Antimicrobial resistance (AMR) represents one of the most pressing global threats to human health, undermining decades of progress in infectious disease management. In this influential Lancet Series paper, Holmes and colleagues provide a wide-ranging analysis of the biological mechanisms and societal drivers that underpin the emergence, persistence, and global spread of antimicrobial resistance.
The authors first frame resistance as a natural evolutionary phenomenon, deeply rooted in microbial ecology. Many resistance mechanisms, such as enzymatic drug inactivation, target modification, efflux systems, and reduced permeability, long predate modern medicine. However, the unprecedented scale and intensity of antimicrobial use in humans, animals, and agriculture have dramatically accelerated the selection and dissemination of resistant microorganisms. The paper highlights the critical role of horizontal gene transfer, particularly plasmid-mediated transmission, in enabling rapid spread of resistance across bacterial species and geographic boundaries.
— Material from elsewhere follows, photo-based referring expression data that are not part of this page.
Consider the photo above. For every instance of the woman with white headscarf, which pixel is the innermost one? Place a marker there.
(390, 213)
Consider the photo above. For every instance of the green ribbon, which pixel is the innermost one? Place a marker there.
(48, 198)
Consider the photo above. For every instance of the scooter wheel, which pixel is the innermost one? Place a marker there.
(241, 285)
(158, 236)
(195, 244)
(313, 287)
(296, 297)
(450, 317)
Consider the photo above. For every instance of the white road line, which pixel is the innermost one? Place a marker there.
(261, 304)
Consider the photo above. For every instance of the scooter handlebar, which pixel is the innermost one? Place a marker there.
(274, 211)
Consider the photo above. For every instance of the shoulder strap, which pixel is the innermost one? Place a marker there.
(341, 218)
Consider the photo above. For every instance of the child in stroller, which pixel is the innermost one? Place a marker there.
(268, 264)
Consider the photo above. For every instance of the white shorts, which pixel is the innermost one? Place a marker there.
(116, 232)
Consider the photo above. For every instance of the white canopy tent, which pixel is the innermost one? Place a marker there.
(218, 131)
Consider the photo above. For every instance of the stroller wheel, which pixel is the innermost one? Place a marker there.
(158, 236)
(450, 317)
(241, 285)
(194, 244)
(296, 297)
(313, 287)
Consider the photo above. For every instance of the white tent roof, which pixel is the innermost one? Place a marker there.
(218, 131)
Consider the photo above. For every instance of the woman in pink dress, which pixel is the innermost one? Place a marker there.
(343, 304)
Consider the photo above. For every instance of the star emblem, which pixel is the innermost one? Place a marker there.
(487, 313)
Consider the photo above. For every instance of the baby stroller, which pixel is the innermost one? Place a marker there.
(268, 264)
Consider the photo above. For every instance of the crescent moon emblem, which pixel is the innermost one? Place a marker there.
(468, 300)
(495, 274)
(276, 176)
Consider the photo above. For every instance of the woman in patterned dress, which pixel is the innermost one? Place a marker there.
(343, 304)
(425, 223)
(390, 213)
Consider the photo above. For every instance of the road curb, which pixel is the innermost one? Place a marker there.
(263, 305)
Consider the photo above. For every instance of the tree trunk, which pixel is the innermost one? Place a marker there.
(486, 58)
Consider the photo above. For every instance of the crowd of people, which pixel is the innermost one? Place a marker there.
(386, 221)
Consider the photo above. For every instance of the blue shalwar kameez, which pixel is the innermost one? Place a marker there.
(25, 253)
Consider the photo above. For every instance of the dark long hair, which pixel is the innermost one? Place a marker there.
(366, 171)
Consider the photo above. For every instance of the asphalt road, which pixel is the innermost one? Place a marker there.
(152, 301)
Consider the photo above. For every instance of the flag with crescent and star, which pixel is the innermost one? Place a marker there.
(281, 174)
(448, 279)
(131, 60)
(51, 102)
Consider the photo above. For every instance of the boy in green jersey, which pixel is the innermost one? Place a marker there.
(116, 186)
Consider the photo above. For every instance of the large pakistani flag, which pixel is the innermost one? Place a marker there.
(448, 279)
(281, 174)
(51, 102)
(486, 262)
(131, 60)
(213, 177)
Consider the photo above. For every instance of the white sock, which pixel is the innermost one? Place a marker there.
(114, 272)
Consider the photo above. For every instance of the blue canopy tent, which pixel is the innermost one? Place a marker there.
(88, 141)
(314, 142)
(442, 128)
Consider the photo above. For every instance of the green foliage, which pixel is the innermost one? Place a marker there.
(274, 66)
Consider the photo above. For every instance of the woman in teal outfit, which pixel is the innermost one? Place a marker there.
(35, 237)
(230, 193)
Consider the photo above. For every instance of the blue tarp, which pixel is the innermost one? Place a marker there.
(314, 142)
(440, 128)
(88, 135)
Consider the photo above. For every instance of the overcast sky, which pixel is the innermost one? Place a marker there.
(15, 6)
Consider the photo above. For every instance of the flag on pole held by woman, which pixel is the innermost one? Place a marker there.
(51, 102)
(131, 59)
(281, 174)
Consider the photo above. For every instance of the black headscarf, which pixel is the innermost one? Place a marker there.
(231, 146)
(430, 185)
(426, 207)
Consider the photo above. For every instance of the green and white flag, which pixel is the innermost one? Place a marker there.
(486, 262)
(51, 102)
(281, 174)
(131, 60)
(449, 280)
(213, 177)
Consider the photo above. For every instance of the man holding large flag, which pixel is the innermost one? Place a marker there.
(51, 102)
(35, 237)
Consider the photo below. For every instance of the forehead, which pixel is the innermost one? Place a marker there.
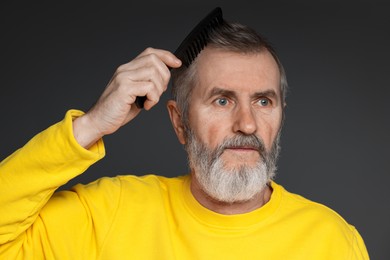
(234, 71)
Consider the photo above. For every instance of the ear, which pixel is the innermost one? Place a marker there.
(176, 120)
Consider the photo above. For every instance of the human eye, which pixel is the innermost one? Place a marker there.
(264, 102)
(222, 101)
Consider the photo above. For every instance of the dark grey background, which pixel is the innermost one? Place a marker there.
(334, 146)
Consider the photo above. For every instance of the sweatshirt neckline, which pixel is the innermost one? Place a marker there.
(237, 221)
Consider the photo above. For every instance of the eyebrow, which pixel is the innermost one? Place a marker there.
(230, 93)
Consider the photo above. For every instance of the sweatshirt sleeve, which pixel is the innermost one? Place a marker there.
(30, 176)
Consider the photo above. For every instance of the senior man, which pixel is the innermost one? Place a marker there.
(227, 111)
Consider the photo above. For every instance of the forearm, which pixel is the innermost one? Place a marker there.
(29, 177)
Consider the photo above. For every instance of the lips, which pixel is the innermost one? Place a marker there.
(243, 148)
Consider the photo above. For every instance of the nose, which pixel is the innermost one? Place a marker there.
(245, 120)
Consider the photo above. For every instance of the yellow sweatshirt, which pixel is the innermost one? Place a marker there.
(150, 217)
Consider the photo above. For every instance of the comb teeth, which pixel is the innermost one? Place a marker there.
(194, 43)
(198, 38)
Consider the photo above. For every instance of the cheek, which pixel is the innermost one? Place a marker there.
(210, 130)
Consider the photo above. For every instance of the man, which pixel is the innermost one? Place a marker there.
(227, 112)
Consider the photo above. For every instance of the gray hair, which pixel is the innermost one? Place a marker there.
(232, 37)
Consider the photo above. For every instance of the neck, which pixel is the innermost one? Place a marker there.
(240, 207)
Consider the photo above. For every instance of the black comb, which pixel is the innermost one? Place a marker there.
(194, 43)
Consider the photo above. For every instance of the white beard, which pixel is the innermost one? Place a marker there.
(234, 184)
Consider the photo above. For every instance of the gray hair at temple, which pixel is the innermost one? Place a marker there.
(232, 37)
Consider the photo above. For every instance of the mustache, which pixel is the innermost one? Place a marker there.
(251, 141)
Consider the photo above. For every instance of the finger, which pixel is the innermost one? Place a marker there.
(165, 56)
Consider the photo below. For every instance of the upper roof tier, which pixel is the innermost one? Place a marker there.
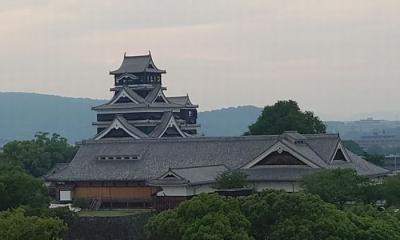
(137, 64)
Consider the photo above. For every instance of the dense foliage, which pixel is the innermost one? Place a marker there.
(204, 217)
(272, 215)
(286, 116)
(15, 225)
(374, 158)
(391, 190)
(231, 180)
(19, 188)
(39, 155)
(339, 186)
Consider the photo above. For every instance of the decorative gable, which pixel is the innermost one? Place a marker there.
(123, 97)
(120, 128)
(172, 130)
(282, 158)
(340, 154)
(280, 155)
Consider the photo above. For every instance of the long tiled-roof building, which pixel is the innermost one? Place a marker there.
(146, 148)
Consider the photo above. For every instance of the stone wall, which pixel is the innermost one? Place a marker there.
(109, 228)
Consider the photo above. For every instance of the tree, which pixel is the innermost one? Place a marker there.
(39, 155)
(231, 180)
(15, 225)
(373, 224)
(19, 188)
(391, 190)
(205, 217)
(280, 216)
(285, 116)
(338, 186)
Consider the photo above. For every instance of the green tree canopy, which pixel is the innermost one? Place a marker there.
(339, 186)
(19, 188)
(14, 225)
(39, 155)
(391, 190)
(286, 116)
(231, 180)
(205, 217)
(273, 215)
(281, 216)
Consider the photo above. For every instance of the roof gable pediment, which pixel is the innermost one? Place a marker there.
(280, 154)
(121, 128)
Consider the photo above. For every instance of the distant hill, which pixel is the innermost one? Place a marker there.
(24, 114)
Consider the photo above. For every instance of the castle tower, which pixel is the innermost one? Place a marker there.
(139, 108)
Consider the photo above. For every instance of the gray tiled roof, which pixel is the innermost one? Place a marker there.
(160, 128)
(131, 94)
(159, 155)
(192, 175)
(133, 130)
(135, 64)
(153, 94)
(182, 100)
(279, 173)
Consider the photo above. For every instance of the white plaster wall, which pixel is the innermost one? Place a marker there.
(202, 189)
(195, 190)
(173, 191)
(286, 186)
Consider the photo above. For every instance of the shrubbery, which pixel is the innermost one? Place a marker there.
(273, 215)
(16, 225)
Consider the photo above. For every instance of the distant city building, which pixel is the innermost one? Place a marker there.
(146, 151)
(377, 136)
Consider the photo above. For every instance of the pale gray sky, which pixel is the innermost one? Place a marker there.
(337, 58)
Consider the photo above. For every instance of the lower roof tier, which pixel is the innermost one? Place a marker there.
(262, 157)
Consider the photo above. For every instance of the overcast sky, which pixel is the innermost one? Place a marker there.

At the individual level, antimicrobial exposure profoundly alters the human microbiome, promoting the selection of resistant organisms even during short treatment courses. At the population level, the authors dissect the complex relationship between antimicrobial consumption and resistance, showing that misuse and overuse, both in hospitals and in the community, remain key drivers, while acknowledging that reductions in use do not always result in predictable declines in resistance.
A defining strength of this review is its integrated “One Health” perspective. The contribution of veterinary medicine, food production, and environmental contamination is examined in depth, supported by evidence linking antimicrobial use in livestock, pharmaceutical pollution, and inadequate sanitation to resistance transmission. Global travel, migration, and disparities in access to clean water, diagnostics, and effective antimicrobials are also identified as critical amplifiers of resistance spread.
Importantly, the article challenges the assumption that antimicrobial resistance necessarily imposes a fitness cost on bacteria. The persistence and global success of resistant clones demonstrate that resistance can be stable and durable, even in the absence of ongoing selective pressure. This has major implications for policy, highlighting the limits of strategies based solely on reducing antimicrobial use.
In conclusion, the authors argue convincingly that tackling antimicrobial resistance requires coordinated, multidisciplinary, and sustained action. Advances in diagnostics, therapeutics, surveillance, infection prevention, and policy must be pursued in parallel to preserve the effectiveness of existing and future antimicrobials. This paper remains a cornerstone reference for understanding why AMR has emerged as a global crisis and how it must be addressed.
Reference
Holmes AH, Moore LSP, Sundsfjord A, et al. Understanding the mechanisms and drivers of antimicrobial resistance. Lancet, 2016.